October 18, 2011 § 2 Comments

From the publisher:

“As devoted readers of Adriana Trigiani’s New York Times bestselling novels know, this “seemingly effortless storyteller” (Boston Globe) frequently draws inspiration from her own family history, in particular from the lives of her two remarkable grandmothers, Lucia Spada Bonicelli (Lucy) and Yolanda Perin Trigiani (Viola). In Don’t Sing at the Table, she reveals how her grandmothers’ simple values have shaped her own life, sharing the experiences, humor, and wisdom of her beloved mentors to delight readers of all ages.

Trigiani visits the past to seek answers to the essential questions that define the challenges women face today at work and at home. Don’t Sing at the Table is a primer, grandmother to granddaughter, filled with everyday wisdom and life lessons handed down with care and built to last.”

My Thoughts:

We all have people in our lives who leave a mark of some sort. For Adriana Trigiani, her grandmothers Lucy and Viola had a huge impact on her. Don’t Sing at the Table is a moving and even entertaining book full of stories about these two powerhouse women and I enjoyed it immensely.

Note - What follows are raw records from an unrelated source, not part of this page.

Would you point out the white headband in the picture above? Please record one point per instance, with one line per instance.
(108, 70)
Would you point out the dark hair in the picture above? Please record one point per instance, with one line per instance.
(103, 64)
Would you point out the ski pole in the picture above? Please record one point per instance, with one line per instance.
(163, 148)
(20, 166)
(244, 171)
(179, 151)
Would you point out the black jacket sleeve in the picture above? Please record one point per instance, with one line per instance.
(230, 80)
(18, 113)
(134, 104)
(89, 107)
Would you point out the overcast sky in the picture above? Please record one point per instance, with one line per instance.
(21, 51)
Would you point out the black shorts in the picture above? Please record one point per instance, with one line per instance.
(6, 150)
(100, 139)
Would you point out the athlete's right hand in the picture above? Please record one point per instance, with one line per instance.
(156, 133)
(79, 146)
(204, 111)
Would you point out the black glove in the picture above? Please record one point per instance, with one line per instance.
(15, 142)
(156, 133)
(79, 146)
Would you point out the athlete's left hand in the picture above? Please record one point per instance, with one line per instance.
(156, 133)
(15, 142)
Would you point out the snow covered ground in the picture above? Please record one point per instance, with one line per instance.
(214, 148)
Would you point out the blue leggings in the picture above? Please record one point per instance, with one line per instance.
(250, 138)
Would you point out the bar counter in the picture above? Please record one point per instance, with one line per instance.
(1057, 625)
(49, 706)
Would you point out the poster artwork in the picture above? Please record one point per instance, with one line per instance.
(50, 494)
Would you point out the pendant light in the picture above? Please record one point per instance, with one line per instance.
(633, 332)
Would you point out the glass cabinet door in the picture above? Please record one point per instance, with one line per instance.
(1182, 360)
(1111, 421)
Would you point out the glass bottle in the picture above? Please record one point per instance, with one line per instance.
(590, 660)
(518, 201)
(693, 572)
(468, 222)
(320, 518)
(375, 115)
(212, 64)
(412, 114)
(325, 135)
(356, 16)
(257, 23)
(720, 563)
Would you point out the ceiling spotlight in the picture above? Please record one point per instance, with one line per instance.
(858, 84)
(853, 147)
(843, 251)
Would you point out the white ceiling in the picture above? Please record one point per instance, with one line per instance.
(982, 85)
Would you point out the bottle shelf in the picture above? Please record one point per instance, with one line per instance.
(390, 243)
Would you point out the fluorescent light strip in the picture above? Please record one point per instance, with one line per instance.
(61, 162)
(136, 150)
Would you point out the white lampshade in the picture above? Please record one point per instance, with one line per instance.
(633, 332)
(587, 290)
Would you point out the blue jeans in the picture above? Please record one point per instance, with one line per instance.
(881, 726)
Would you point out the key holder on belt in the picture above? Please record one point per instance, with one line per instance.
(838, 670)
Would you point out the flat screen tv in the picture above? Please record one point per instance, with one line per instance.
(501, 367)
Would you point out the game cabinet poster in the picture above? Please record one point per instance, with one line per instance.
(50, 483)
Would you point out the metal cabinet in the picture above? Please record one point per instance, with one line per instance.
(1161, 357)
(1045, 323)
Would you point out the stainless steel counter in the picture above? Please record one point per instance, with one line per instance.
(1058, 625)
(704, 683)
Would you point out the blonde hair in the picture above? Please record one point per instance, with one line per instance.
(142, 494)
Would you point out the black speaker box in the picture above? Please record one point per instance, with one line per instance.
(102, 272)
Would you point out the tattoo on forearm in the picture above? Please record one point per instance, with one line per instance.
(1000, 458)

Lucy and Viola are two women who lived very full lives. They loved with all their hearts and gave everything they had to their jobs and families. From their births and childhood in Italy to their trip across the Atlantic and the lives they built once they arrived in the U.S., Trigiani shares her grandmothers with all of us. Don’t Sing at the Table is full of stories about the time she spent with her grandmothers, whether it was cleaning cars (which is a thorough and amusing process if I may say so myself), using a magnet to collect needles off the ground of Viola’s factory or Lucy’s seamstress shop, or simply enjoying a drink and conversation on a beautiful summer afternoon. Trigiani also shares bits of the advice her grandmothers imparted to her over the years on everything from maintaining a home, to love, marriage, and parenting and discusses how her grandmothers affected how she approaches her career and her life.

Don’t Sing at the Table wasn’t just a book for me, but an experience. I’m probably biased by the relationship I shared with my grandmother, but I can’t think of a bad word to say about this one. Don’t Sing at the Table is a beautifully written memoir about the everlasting effect two women had on Adriana Trigiani’s life.

**I received a copy of this book from the publisher as a part of TLC Book Tours in exchange for an honest review.